Importing Foreign Doctors No Solution for Ongoing Healthcare Crisis

The following blog was provided by a public health professional in Washington, DC, in response to a March 7th article that appeared in the New York Times.

It is expensive to produce doctors. It is a significant investment by both the individual pursuing a medical degree and our government to help subsidize their education and residency training. It is also difficult to become a doctor. Fewer than half (43% in 2012) of those who apply to medical school in the U.S. each year are accepted. If you are lucky enough to be admitted to a U.S. medical school, you face four years of school, a mountain of debt, and competition for a limited number of residency spots.

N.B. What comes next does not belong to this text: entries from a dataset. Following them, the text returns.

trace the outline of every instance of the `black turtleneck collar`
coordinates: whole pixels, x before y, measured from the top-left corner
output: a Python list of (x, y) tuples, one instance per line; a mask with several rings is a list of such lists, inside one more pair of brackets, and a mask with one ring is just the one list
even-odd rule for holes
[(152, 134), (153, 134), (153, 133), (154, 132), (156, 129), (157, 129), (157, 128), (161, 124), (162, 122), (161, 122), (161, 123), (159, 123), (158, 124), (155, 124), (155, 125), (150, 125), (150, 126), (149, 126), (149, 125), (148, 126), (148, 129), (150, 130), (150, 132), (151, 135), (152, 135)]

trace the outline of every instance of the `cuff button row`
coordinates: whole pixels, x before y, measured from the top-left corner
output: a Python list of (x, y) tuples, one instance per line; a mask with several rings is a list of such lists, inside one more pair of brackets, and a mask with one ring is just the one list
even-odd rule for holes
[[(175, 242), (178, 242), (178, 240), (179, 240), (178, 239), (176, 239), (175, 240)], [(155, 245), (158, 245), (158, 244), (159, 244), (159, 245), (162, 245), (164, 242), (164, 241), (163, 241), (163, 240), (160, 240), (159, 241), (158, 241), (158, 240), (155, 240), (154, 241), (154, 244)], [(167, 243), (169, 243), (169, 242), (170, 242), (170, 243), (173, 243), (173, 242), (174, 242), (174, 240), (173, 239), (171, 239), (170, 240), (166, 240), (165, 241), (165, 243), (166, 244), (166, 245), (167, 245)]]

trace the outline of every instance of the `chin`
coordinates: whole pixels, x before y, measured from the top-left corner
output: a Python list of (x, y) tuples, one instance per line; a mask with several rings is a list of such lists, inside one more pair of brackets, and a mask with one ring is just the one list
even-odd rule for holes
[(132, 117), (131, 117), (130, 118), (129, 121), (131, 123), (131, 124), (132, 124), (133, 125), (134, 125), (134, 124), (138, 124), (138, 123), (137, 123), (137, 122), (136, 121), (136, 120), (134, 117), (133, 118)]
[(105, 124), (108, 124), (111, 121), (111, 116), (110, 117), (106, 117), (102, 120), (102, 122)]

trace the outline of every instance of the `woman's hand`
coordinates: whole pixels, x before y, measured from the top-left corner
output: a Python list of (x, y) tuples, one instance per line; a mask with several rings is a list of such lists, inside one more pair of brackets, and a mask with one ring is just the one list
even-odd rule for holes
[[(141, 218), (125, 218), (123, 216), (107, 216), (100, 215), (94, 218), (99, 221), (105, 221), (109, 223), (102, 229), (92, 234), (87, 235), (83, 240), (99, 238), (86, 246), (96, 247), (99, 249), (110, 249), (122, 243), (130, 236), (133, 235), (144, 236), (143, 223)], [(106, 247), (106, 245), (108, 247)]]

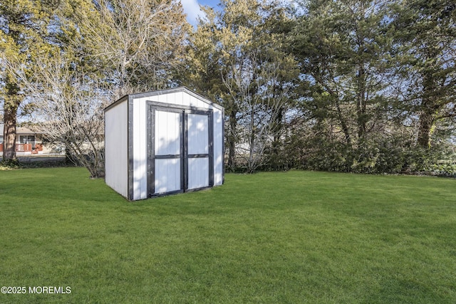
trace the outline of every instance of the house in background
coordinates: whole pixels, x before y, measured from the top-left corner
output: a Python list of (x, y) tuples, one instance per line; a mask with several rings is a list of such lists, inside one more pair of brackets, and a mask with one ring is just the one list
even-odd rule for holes
[[(4, 124), (0, 123), (0, 154), (4, 150)], [(52, 147), (43, 145), (43, 135), (25, 127), (18, 127), (16, 130), (16, 152), (17, 155), (52, 153)]]

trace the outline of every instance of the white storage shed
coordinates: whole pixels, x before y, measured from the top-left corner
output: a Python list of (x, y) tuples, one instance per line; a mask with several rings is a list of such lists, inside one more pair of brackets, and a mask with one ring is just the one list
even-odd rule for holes
[(105, 180), (130, 200), (221, 185), (224, 108), (187, 88), (105, 109)]

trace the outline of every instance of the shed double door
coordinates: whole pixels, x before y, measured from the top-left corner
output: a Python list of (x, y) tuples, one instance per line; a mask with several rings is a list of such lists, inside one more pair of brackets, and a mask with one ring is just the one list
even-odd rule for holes
[(151, 106), (150, 196), (212, 187), (212, 111)]

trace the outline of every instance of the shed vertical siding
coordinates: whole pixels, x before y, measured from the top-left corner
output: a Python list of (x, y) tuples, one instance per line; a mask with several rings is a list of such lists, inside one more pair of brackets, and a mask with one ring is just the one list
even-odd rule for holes
[(133, 199), (147, 198), (147, 110), (145, 102), (133, 99)]
[(106, 112), (105, 181), (123, 196), (128, 196), (128, 136), (127, 100)]

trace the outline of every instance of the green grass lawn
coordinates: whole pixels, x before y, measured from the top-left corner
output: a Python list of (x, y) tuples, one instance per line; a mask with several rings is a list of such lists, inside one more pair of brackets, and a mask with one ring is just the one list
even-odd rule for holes
[[(0, 172), (0, 303), (454, 303), (456, 180), (289, 172), (129, 202)], [(66, 286), (67, 294), (28, 287)]]

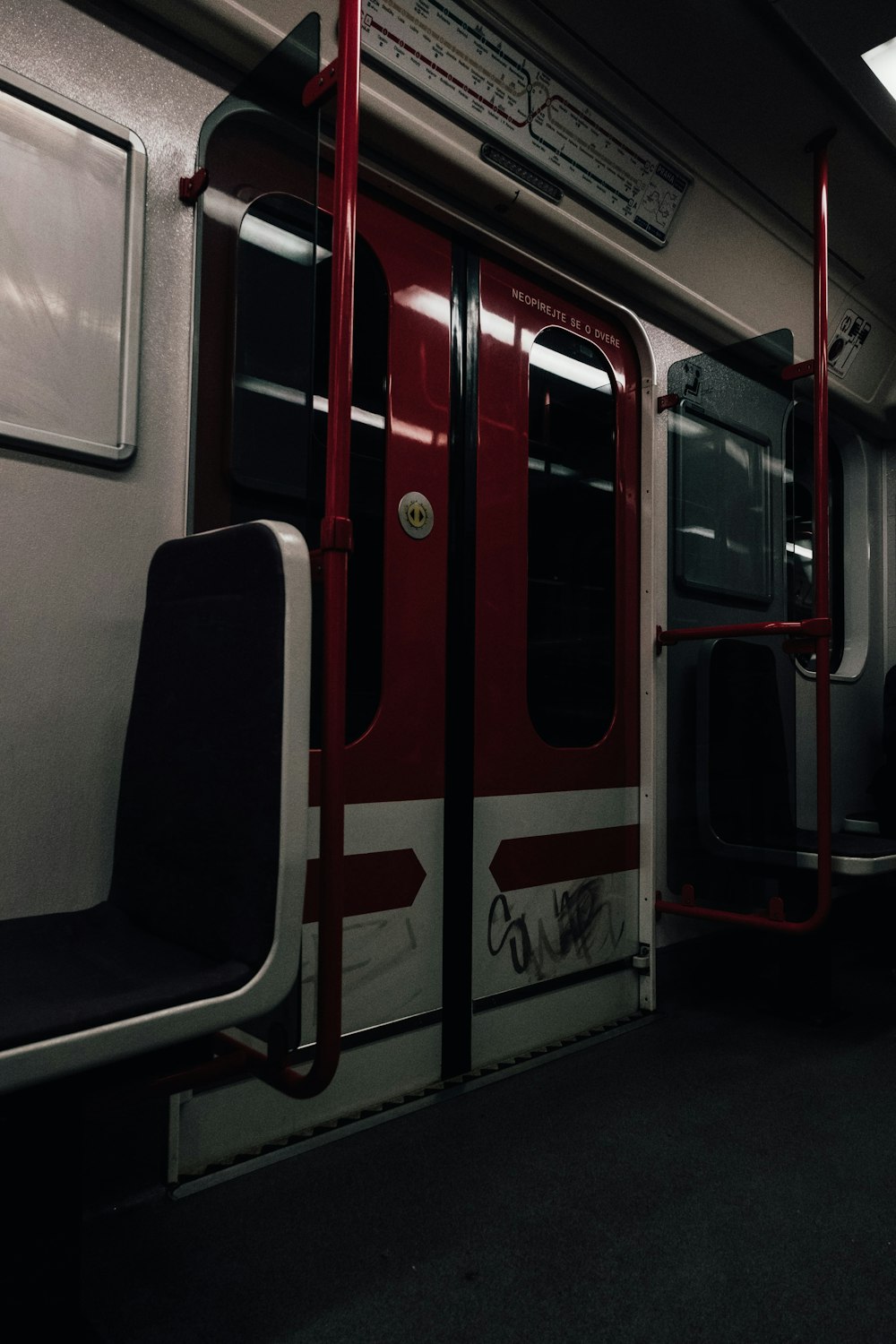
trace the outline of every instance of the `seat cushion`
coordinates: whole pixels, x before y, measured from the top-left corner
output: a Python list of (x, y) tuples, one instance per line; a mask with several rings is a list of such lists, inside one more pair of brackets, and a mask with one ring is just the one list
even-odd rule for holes
[(0, 1050), (239, 988), (242, 961), (214, 961), (138, 929), (103, 902), (0, 921)]

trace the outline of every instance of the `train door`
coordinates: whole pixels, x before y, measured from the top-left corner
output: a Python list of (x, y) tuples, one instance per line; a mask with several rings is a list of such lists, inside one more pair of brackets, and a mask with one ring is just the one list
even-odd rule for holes
[[(239, 114), (206, 165), (193, 526), (313, 547), (329, 188)], [(638, 1008), (638, 378), (598, 314), (357, 222), (344, 1032), (427, 1081)], [(313, 762), (312, 835), (317, 800)]]
[(638, 371), (478, 271), (473, 1060), (637, 1009)]

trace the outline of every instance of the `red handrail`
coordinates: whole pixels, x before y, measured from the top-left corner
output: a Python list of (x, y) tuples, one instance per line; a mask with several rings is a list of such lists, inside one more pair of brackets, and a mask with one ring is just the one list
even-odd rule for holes
[[(747, 915), (736, 910), (716, 910), (684, 900), (657, 900), (658, 911), (719, 923), (775, 929), (778, 933), (813, 933), (830, 913), (830, 601), (827, 558), (827, 145), (833, 132), (825, 132), (807, 145), (814, 153), (814, 386), (813, 435), (815, 466), (815, 544), (814, 544), (814, 614), (810, 621), (771, 621), (759, 625), (713, 626), (695, 630), (657, 630), (657, 644), (674, 644), (689, 638), (717, 638), (724, 634), (789, 634), (815, 641), (815, 809), (818, 831), (818, 886), (815, 910), (809, 919), (785, 919), (780, 900), (774, 913)], [(791, 630), (791, 628), (794, 628)], [(809, 629), (811, 628), (811, 629)]]
[(657, 644), (666, 648), (688, 640), (759, 638), (763, 634), (793, 634), (802, 640), (830, 636), (830, 618), (813, 616), (807, 621), (756, 621), (752, 625), (689, 625), (680, 630), (657, 626)]

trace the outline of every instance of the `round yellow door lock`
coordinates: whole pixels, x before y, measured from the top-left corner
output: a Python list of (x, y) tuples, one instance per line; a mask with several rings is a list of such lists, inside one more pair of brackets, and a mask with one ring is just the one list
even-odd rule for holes
[(408, 536), (415, 542), (429, 536), (433, 531), (433, 505), (426, 495), (418, 491), (408, 491), (403, 495), (398, 505), (399, 523)]

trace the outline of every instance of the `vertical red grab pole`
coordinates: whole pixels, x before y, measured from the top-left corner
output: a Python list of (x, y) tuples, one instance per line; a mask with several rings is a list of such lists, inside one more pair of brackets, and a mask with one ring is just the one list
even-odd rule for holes
[[(815, 618), (830, 617), (827, 485), (827, 145), (832, 132), (813, 141), (815, 160), (815, 378), (813, 437), (815, 460), (814, 579)], [(817, 913), (830, 909), (830, 641), (815, 640), (815, 808), (818, 829)]]
[(324, 581), (324, 723), (321, 734), (321, 905), (317, 953), (317, 1052), (304, 1075), (282, 1070), (270, 1082), (290, 1097), (313, 1097), (330, 1082), (343, 1036), (343, 871), (345, 848), (345, 646), (348, 614), (349, 435), (357, 124), (360, 108), (360, 0), (340, 0), (333, 179), (326, 493), (321, 520)]

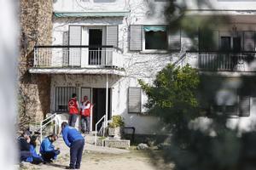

In this climate of heated competition for medical school admissions and even with the opening of several new medical schools, we are still not producing enough doctors to keep pace with population growth, much less the predicted physician shortage of 150,000 to 200,000 over the next 20 years. This shortage is most acute within primary care, an area where foreign doctors are becoming increasingly more common. With the passage of healthcare reform and the retirement of the “baby boomer” generation from the healthcare workforce and into the age where healthcare utilization increases, we are facing a legitimate crisis.

Increasingly, graduates of U.S. medical schools are competing for residency spots, which are subsidized by U.S. taxpayers, with non-citizens who completed medical school outside the U.S. In 2010, 13% of residents were foreign graduates of foreign medical schools. As the number of non-U.S. citizens filling residencies increases, we are not only “stealing” these doctors from foreign countries but we are taking away opportunities from U.S. citizens. This constant importing of foreign doctors deters our own citizens from becoming doctors AND discourages the U.S. government from investing in domestic medical education.

U.S. medical schools, for their part, are hesitant to increase enrollment without a corresponding increase in the number of residencies. They do not want to produce doctors who are unable to find work because they are not placed in one of a finite number of residencies, which are primarily funded by Medicare and capped by Congress.

We need to produce more doctors and importing foreign medical school graduates is not a long term solution. We cannot rely on foreign countries to produce our doctors for us and then flood the market with those willing to work for less. The best and brightest from our own country will stop pursuing medicine and create an unsustainable workforce in an area where it is necessary to attract our top minds. By increasing the number of U.S. medical school slots, as well as residencies, and incentivizing U.S. medical school graduates to pursue primary care, we can begin to move our healthcare system in the right direction without resorting to attracting foreign doctors away from developing countries.